US and Mexican negotiator­s have been working for weeks to iron out difference­s and revise the nearly 25-year old North American Free Trade Agreement (Nafta), while Canada was waiting to rejoin the negotiatio­ns.

“They use to call it Nafta. We’re going to call it the United States-Mexico trade agreement. We’ll get rid of the name Nafta. It has a bad connotatio­n because the United States was treated very very badly for Nafta,” Trump said.

Pena Nieto welcomed the agreement with equal enthusiasm but pointed out repeatedly that Mexico would like Canada to join the agreement as well.

He said spoke to Canada’s Prime Minister Justin Trudeau on Monday and urged Ottawa to rapidly rejoin the talks with the goal of getting a final Nafta rewrite this week. “I expressed the importance of them reentering the process with the goal of concluding an agreement this very week,” he tweeted.
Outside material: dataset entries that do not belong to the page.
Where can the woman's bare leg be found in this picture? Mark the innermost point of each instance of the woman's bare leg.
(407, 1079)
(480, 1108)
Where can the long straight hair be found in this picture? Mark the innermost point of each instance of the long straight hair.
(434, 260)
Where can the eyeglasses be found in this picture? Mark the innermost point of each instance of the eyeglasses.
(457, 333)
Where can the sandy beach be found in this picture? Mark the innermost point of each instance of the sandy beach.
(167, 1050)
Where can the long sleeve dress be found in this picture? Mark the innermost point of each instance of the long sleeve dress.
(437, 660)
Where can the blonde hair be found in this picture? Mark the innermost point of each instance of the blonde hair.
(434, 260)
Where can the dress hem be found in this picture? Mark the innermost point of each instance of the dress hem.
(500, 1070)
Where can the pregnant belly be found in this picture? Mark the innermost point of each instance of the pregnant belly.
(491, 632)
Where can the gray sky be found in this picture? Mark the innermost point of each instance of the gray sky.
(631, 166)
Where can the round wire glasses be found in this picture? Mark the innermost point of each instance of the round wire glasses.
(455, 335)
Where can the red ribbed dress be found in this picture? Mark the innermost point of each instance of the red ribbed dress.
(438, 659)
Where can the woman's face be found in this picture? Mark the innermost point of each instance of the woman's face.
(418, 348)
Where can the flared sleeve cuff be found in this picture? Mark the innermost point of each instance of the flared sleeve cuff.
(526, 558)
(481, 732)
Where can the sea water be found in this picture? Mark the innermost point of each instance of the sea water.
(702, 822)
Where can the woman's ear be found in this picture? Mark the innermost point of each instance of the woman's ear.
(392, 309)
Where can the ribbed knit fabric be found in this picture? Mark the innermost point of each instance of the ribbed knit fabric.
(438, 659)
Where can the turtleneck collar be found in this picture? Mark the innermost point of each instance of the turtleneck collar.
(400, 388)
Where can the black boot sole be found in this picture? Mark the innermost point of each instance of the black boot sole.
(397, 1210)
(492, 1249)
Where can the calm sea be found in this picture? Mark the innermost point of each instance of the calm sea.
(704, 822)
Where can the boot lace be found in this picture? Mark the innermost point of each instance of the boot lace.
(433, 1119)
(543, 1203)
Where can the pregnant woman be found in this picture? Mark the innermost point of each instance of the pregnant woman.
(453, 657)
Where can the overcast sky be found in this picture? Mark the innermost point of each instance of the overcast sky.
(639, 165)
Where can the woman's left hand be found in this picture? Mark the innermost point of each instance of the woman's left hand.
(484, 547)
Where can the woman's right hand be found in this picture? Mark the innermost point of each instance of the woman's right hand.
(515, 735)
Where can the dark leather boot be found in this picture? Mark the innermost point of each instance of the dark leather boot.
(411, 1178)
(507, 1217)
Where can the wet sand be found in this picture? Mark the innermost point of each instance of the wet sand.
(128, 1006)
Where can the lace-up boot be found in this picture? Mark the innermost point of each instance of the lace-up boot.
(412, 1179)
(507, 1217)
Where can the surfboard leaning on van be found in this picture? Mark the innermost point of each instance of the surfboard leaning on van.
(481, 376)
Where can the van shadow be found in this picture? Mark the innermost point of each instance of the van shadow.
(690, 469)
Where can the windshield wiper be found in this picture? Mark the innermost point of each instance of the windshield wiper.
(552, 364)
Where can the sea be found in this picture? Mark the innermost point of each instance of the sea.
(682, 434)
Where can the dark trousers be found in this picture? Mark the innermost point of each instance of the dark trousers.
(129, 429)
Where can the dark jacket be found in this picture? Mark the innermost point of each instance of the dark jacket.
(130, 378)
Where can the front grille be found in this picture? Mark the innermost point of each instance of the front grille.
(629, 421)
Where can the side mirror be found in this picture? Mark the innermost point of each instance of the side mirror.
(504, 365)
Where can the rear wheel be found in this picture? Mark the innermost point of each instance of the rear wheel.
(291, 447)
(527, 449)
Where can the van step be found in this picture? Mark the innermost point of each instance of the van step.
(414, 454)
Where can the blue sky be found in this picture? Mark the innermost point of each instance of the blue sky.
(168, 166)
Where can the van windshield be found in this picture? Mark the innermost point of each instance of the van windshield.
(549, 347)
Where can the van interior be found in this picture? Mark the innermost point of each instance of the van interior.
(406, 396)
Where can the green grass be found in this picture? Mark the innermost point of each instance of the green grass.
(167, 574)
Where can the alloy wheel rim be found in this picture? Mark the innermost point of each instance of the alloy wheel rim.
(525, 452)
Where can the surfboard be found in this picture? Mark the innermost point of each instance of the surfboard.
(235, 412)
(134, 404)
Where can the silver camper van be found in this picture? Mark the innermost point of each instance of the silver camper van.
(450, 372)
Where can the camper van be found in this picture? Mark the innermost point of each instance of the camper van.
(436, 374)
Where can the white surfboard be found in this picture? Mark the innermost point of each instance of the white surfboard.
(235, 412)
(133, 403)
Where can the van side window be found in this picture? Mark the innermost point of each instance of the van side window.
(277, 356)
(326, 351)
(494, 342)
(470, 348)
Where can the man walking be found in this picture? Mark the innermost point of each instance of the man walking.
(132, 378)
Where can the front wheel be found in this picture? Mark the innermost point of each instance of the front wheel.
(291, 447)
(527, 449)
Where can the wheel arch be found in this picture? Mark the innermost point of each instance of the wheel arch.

Trump said talks with Canada will begin soon and that he will be calling Trudeau shortly. However, he threatened tariffs on Canadian car exports to the US if a deal could not be reached.

“One way or another we’ll have a deal with Canada. It’ll either be a tariff on cars or it’ll be a negotiated deal,” he said.

The new agreement with Mexico, which is still getting its finishing touches, is expected to go into effect in November after a mandatory period of 90 days for public review and comments. Officials said they plan to notify the Congress on Friday.

A senior US trade official said there are hopes that a final three-nation accord can be reached by Friday.

Canada would continue to negotiate, but would only sign a new agreement that is good for the country, a spokesman for foreign minister Chrystia Freeland said.